Direct Primary Care is not a new idea. It’s how family doctors traditionally practiced. But to many Americans who have grown up with a healthcare system dominated by government regulation and insurance corporations, it sounds a little strange.

Instead of employers and individuals paying into an insurance plan that then sets the parameters for how and when benefits can be extracted, people and families find a direct primary care physician, pay a low monthly membership fee and gain direct access to their doctor and a host of low-cost complementary services.

That was the model outlined by Dr. Kiran Grewal, a board-certified family medicine physician and a Functional Medicine Institution candidate, in her presentation at the Libertarian Party of Wake County’s ongoing speaker series.

While the Direct Primary Care financial transaction may, by design, feel like an insurance model, the incentives it creates could not be more different.

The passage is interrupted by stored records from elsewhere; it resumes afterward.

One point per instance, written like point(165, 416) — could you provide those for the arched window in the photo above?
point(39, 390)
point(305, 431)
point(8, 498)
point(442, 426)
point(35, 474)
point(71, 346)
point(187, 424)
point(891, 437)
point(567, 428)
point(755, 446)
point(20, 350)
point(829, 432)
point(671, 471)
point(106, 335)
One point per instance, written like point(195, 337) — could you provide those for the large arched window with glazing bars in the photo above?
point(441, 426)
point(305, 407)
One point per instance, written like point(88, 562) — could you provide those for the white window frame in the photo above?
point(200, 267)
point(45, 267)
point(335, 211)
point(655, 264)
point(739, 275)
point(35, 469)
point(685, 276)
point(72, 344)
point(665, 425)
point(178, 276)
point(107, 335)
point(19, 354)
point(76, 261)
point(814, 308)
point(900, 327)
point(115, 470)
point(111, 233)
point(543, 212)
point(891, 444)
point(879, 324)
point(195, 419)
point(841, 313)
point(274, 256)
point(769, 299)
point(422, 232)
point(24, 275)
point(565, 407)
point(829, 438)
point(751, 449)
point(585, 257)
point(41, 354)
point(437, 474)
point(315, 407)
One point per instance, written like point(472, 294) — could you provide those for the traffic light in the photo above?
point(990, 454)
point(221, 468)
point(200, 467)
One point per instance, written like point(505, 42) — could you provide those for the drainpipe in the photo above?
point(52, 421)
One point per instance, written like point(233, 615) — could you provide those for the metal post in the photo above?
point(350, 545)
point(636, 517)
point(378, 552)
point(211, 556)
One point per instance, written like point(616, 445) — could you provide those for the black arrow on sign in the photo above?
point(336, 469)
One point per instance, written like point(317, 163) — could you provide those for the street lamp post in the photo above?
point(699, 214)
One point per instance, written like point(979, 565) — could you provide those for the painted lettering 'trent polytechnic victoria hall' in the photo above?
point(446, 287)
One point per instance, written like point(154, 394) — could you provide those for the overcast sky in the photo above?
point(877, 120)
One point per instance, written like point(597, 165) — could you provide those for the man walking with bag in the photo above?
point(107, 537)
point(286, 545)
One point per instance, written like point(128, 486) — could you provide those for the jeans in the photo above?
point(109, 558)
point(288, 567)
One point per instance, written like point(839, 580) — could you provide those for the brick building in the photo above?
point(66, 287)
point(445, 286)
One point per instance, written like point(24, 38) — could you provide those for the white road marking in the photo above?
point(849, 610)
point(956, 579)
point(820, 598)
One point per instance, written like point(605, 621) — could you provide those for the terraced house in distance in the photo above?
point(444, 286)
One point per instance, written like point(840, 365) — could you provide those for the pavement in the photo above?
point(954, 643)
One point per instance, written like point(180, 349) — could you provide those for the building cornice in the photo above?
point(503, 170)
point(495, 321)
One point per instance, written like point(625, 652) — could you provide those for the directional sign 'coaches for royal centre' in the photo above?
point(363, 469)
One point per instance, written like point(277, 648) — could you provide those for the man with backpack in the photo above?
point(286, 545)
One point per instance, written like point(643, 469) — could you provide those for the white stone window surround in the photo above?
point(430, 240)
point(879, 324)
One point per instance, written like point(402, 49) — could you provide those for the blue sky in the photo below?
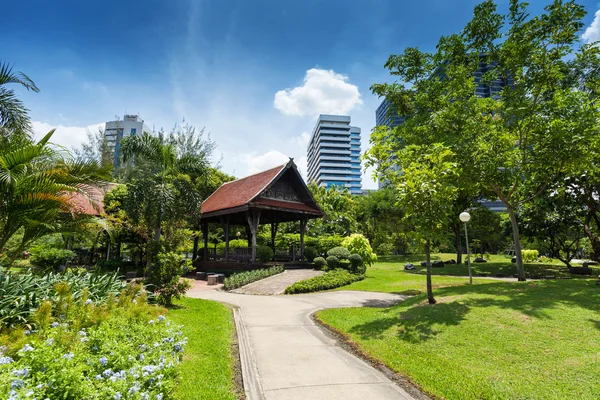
point(254, 73)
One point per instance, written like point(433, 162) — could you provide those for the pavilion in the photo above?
point(269, 197)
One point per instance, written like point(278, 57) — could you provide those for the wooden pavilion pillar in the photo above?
point(205, 238)
point(302, 230)
point(227, 238)
point(274, 227)
point(253, 222)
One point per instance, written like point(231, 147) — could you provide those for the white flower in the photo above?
point(27, 347)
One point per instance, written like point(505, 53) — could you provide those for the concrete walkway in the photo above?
point(285, 356)
point(278, 283)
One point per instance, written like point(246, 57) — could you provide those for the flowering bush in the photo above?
point(123, 349)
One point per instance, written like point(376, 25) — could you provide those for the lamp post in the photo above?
point(465, 217)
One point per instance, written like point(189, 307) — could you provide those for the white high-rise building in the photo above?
point(114, 131)
point(334, 154)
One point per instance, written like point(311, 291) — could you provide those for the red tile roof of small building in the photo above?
point(90, 204)
point(286, 204)
point(240, 192)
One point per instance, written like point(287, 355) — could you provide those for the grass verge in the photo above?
point(209, 364)
point(388, 276)
point(495, 341)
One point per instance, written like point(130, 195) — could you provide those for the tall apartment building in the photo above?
point(334, 154)
point(114, 131)
point(385, 115)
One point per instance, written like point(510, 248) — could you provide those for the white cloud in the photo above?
point(323, 92)
point(301, 140)
point(592, 33)
point(68, 136)
point(257, 163)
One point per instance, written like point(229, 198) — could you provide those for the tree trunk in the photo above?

Doctors and patients determine what health options are best, without regard for what procedures are or are not covered by a patient’s insurance plan. Doctors are free to discuss more lifestyle-based and less invasive treatment options.

Patients are encouraged to call, text or email their physician day or night with questions or concerns. Doctors spend more time listening to their patients and helping them achieve their health goals.

Doctors and patients build a relationship of trust and care that doesn’t exist in a transactional, fee-for-service insurance model.

And the results are clear. Patients are actually healthier when they can form a relationship with their primary care physician around shared health concerns and goals. Doctors can focus on prevention and on treating the whole patient, rather than just alleviating a symptom.

And while doctors may make less money in a direct primary care model than they would in an insurance-billed fee-for-service framework, business quality and professional satisfaction more than make up the difference.

Attendees to the event listened intently and asked insightful questions. While the concept seemed so obvious, it was difficult to believe that healthcare could be so much easier and so much better.